Prosiguiendo su viaje iniciático, el Narrador de A la busca de tiempo perdido se adentra en La parte de Guermantes por los ambientes de la aristocracia, que habían sido míticos para sus sueños de adolescente: la visión en la iglesia de Combray de la duquesa de Guermantes le había embriagado con la sonoridad del nombre, con la elegancia, que su mente convierte en belleza, de Oriane de Guermantes.
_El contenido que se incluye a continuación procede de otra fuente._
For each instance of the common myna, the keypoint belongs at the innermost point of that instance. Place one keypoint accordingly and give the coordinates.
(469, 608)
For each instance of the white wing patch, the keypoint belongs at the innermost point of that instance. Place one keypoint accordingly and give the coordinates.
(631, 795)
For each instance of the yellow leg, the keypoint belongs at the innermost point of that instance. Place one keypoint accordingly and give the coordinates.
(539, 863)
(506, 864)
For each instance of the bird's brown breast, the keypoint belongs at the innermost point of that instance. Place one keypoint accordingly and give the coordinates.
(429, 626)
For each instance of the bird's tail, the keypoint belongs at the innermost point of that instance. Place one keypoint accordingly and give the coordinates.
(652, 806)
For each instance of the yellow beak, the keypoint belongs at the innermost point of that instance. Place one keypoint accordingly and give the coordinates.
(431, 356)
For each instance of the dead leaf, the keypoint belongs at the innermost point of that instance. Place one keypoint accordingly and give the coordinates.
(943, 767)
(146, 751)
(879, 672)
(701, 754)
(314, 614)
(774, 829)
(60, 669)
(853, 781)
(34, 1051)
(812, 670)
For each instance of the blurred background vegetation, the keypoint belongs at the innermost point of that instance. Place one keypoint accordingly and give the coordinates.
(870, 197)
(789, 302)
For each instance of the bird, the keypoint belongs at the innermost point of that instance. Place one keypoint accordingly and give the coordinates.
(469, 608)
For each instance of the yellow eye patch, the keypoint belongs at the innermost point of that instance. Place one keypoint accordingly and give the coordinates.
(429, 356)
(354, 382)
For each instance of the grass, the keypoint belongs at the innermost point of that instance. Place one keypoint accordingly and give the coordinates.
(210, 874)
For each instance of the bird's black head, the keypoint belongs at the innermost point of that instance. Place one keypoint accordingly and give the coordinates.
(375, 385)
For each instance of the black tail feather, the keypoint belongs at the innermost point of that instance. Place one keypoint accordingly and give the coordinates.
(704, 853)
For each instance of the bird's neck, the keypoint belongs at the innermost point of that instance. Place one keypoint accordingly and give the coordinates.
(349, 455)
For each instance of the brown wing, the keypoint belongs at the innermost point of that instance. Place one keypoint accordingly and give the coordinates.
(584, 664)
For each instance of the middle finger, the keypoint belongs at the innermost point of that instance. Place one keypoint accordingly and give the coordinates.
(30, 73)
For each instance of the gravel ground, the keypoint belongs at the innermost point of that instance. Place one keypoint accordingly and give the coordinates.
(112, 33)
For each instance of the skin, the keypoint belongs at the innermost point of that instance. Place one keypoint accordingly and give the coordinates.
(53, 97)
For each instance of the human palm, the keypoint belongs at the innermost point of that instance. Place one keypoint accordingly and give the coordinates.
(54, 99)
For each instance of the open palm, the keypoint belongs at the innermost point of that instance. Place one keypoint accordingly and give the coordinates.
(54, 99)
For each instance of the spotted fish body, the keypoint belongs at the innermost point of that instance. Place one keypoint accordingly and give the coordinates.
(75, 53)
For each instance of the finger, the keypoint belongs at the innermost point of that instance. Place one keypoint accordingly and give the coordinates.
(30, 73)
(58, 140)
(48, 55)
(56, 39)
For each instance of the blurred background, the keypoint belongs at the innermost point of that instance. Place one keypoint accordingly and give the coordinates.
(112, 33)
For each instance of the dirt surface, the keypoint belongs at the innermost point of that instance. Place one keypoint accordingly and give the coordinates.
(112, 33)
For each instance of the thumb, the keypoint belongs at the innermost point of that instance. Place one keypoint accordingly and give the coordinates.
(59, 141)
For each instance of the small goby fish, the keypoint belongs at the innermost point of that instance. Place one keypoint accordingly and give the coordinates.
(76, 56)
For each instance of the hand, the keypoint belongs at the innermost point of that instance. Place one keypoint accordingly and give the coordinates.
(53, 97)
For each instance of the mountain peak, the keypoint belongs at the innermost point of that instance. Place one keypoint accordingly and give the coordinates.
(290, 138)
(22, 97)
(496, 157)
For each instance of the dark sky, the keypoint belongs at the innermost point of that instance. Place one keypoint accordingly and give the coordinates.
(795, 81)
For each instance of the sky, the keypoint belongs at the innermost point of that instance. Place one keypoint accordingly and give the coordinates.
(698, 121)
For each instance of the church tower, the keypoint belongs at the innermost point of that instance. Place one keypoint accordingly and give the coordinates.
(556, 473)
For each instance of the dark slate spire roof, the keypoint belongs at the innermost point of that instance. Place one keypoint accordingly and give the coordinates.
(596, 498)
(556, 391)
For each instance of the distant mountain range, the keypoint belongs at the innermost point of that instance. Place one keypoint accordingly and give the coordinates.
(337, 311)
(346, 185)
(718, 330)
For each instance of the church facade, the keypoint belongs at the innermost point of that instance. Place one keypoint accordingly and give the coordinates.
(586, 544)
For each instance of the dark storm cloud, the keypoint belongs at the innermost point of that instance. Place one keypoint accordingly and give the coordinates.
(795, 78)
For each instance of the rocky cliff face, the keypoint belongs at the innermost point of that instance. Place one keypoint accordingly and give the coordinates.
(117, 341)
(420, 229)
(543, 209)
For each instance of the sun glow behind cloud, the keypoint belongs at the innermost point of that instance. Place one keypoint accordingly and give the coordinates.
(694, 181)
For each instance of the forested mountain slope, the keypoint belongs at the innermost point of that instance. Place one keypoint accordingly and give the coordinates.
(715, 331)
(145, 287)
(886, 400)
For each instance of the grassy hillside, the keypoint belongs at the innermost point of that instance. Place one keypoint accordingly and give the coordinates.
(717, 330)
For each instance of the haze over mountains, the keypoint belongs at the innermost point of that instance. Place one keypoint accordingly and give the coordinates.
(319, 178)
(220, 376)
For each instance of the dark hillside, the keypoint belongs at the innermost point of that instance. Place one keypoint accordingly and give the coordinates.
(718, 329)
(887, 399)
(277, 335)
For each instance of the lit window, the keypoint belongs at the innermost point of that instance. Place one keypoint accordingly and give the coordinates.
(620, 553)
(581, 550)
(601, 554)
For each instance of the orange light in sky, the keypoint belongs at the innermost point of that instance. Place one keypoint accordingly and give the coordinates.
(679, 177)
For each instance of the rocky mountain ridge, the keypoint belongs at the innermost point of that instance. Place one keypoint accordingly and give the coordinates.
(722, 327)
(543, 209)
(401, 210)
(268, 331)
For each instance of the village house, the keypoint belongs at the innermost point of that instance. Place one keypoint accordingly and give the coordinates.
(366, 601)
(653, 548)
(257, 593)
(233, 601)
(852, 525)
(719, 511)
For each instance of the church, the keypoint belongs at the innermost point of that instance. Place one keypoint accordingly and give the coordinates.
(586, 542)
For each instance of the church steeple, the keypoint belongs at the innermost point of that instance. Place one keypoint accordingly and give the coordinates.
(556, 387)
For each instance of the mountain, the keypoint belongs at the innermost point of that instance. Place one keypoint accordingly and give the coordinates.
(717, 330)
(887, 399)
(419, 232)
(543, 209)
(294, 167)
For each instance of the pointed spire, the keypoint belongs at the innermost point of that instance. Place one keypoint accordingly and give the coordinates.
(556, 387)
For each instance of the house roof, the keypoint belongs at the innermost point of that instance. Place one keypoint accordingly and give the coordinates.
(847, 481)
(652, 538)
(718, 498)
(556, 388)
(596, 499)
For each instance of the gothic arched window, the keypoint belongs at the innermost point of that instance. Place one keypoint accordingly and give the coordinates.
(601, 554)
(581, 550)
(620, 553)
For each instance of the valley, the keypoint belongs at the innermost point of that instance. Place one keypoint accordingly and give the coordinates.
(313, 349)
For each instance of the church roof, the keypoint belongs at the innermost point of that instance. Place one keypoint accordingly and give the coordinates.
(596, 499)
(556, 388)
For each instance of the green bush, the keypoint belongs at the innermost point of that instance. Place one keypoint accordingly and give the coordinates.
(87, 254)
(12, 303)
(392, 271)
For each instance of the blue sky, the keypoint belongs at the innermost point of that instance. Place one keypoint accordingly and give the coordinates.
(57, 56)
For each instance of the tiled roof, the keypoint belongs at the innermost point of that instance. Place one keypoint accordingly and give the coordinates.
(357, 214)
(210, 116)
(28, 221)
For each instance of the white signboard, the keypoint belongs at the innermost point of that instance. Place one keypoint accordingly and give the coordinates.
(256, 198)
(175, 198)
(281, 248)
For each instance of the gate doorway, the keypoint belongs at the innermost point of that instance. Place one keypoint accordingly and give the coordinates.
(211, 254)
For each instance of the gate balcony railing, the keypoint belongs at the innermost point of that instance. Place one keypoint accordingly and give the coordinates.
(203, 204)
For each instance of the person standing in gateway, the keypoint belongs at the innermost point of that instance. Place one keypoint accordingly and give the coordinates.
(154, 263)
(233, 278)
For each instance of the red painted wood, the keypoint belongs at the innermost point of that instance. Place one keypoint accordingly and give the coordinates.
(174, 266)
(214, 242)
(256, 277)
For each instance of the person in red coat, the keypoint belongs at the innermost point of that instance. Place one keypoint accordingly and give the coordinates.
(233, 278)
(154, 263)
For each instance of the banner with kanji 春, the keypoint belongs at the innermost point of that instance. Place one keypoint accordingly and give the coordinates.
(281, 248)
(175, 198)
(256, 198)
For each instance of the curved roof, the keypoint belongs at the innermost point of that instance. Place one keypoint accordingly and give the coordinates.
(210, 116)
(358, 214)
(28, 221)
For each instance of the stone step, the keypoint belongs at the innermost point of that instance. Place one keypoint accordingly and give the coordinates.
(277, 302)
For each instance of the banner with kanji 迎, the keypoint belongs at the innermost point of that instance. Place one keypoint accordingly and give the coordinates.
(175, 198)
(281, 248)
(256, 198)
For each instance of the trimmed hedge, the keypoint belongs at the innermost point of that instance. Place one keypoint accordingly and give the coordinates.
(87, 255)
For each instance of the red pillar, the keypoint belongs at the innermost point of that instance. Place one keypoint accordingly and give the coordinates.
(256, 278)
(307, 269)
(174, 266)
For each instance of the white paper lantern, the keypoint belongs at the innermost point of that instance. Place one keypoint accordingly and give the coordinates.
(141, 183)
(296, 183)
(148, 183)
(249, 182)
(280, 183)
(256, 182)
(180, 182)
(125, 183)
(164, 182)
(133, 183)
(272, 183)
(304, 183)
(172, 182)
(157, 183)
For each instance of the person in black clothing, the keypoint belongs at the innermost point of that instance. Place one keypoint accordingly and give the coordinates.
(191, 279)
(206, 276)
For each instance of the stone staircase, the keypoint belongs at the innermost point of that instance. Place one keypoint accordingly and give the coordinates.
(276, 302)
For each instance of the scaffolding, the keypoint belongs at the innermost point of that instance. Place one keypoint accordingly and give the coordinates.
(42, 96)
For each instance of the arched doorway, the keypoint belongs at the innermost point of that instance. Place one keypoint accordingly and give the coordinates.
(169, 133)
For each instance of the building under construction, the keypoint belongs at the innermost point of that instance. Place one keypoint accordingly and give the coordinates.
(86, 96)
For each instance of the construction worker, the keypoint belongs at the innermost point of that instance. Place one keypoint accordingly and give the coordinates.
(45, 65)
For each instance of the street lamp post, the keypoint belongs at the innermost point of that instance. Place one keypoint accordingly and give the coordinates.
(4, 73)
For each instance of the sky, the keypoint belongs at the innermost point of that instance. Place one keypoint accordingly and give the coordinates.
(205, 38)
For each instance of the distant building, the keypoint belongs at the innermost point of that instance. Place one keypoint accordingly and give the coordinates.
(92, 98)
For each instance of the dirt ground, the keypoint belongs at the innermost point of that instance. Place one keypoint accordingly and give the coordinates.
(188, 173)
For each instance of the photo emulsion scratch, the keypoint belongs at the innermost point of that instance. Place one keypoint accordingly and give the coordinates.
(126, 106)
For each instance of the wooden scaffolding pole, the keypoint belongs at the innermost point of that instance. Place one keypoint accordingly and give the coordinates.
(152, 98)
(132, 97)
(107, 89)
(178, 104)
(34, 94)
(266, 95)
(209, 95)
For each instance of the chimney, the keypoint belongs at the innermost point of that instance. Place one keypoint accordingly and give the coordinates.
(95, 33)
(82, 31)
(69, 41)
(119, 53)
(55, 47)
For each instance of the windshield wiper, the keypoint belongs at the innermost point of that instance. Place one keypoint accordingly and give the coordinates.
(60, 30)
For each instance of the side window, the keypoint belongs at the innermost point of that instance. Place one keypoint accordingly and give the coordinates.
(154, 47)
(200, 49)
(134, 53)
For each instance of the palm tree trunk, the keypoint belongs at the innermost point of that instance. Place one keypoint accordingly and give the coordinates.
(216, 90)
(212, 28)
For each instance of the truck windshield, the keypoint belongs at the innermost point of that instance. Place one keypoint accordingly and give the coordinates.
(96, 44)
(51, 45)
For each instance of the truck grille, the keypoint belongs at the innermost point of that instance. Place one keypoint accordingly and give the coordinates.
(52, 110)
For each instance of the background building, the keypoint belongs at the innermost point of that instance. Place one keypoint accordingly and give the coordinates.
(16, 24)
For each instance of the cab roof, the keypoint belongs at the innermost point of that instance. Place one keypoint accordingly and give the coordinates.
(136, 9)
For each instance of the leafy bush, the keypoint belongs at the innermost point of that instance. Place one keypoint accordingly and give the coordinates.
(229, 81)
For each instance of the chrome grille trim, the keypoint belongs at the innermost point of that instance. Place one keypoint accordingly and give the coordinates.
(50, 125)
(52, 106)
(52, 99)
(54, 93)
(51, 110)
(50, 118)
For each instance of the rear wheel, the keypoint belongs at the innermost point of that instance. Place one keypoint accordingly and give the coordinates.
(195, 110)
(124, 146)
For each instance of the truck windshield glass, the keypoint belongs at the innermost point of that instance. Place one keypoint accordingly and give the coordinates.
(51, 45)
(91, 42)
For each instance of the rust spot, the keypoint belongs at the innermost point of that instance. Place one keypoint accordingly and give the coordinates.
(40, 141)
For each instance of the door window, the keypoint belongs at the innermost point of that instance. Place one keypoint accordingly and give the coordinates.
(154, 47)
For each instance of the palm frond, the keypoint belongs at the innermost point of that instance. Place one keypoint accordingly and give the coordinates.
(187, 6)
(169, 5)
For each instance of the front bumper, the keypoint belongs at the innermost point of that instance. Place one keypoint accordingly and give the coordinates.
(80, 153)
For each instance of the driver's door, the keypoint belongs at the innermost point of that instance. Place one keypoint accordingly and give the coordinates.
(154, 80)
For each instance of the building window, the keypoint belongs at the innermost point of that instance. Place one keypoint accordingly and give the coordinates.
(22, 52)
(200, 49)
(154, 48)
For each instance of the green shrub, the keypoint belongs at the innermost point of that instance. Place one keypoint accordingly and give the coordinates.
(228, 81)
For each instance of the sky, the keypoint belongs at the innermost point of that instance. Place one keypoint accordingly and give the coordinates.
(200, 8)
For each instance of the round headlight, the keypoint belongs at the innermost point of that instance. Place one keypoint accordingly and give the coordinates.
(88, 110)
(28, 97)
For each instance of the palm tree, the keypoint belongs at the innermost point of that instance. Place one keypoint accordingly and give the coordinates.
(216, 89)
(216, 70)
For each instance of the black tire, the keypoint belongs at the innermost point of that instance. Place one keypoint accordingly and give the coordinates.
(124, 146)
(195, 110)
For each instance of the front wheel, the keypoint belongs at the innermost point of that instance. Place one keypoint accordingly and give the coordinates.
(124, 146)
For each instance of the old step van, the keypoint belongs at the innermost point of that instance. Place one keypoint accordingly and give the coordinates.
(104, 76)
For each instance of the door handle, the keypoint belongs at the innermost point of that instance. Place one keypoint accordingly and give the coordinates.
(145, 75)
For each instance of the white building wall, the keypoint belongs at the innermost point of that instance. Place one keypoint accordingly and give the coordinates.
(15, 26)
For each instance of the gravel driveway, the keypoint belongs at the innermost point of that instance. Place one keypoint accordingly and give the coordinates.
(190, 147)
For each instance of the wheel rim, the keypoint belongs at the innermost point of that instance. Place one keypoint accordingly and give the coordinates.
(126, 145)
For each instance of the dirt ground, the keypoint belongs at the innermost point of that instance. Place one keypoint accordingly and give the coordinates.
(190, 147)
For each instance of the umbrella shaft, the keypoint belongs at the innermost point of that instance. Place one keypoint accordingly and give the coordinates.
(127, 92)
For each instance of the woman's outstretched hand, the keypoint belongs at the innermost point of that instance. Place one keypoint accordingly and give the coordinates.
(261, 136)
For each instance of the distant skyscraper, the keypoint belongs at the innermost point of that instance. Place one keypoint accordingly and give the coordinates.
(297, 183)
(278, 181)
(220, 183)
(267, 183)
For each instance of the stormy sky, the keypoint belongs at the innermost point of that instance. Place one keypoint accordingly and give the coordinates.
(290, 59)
Cuando en París descubre los prestigios del faubourg Saint-Germain, especie de ciudad prohibida para los simples mortales, el sueño del Narrador se derrumba: son criaturas dominadas por la frivolidad, el orgullo y la petulancia; algunas además son turbias; y, merodeando a su alrededor, un rico ambiente burgués, cómico por sus
pretensiones intelectuales, como el «cogollito» de los Verdurin, que maniobran en la sombra para ascender en la escala social. Sodoma y Gomorra retrocede para centrarse en el barón de Charlus: a través de esta exquisita y soberbia criatura novelesca, el Narrador descubrirá las terribles «ciudades de la llanura» bíblicas, condenadas al castigo del azufre y el fuego por sus vicios: es el envés del decorado en el que se pavonea una aristocracia inútil, en cuya crítica nadie, ni los mayores nombres de la narrativa realista, ha puesto tanta acidez e ironía.
La brillantez y la belleza que parecían presidir, para el Narrador adolescente, la vida de la aristocracia, son una ilusión que se desvanece mientras el héroe va viviendo a tientas la pasión amorosa que en él habían despertado las muchachas en flor.